Super Gonorrhoea: STD could soon become resistant to all forms of treatment following outbreaks
Gonorrhoea could soon become resistant to all forms of treatment, England's chief medical officer has warned, as she urged doctors to take care they prescribe the correct medication. Dame Sally Davies has written to all GPs and pharmacists in the UK to caution that the STD is increasingly able to shrug off azithromycin – one of the major drugs used to treat it.
In her letter, the chief medical officer said: "Gonorrhoea is at risk of becoming an untreatable disease due to the continuing emergence of antimicrobial resistance." Co-signed by chief pharmaceutical officer Dr Keith Ridge, the letter adds: "Gonorrhoea has rapidly acquired resistance to new antibiotics, leaving few alternatives to the current recommendations. It is therefore extremely important that suboptimal treatment does not occur."
Sexual health doctors have seen gonorrhoea "rapidly" develop resistance to traditional treatments in recent years. This resistance made headlines earlier in the year when a strain of so-called "super gonorrhoea" hit Leeds University students in March before spreading throughout northern England.

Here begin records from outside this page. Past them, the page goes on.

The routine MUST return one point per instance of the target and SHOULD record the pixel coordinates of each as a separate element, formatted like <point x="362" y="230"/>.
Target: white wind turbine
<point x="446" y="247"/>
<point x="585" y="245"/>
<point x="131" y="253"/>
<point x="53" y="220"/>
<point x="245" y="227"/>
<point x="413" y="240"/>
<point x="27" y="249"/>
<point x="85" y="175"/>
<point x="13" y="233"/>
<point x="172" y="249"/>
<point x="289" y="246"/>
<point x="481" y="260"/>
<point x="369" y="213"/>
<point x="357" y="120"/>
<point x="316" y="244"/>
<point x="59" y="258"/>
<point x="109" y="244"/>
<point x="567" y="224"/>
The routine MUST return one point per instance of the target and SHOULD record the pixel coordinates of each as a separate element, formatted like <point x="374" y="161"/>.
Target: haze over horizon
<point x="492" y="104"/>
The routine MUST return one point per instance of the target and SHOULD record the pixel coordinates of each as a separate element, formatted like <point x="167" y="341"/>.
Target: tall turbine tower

The super gonorrhoea strain was identified as having a particularly high resistance to azithromycin pills, which are traditionally used alongside an injection of ceftriaxone to combat the STD. Its resistance has been blamed on pharmacists and doctors increasingly treating the STD with just azithromycin tablets while skipping the more expensive ceftriaxone injection.
Not only is this approach not the most effective way to treat gonorrhoea, it also makes it easier for the STD to mutate into a treatment-resistant strain. Earlier this year, the British Association for Sexual Health and HIV advised against prescribing just oral medication for exactly this reason.
What is gonorrhoea and what are the symptoms?
Gonorrhoea is currently England's second most common STD, although the rate of cases is rising so rapidly that it could soon overtake chlamydia. For example, gonorrhoea infections rose by a staggering 19% in just one year recently, up from 29,419 cases in 2013 to 34,958 in 2014.
The STD can be spread by unprotected vaginal, oral and anal sex and if left untreated can cause infertility and pelvic inflammatory disease. Pregnant mothers can also pass it on to their babies.
The symptoms of gonorrhoea can be particularly nasty, with both men and women seeing a thick green or yellow discharge from the genitals and extreme pain while urinating, while women may also experience vaginal bleeding between periods. In some people the illness has no symptoms, however, meaning a person may not know they are infected while unwittingly passing the STD on.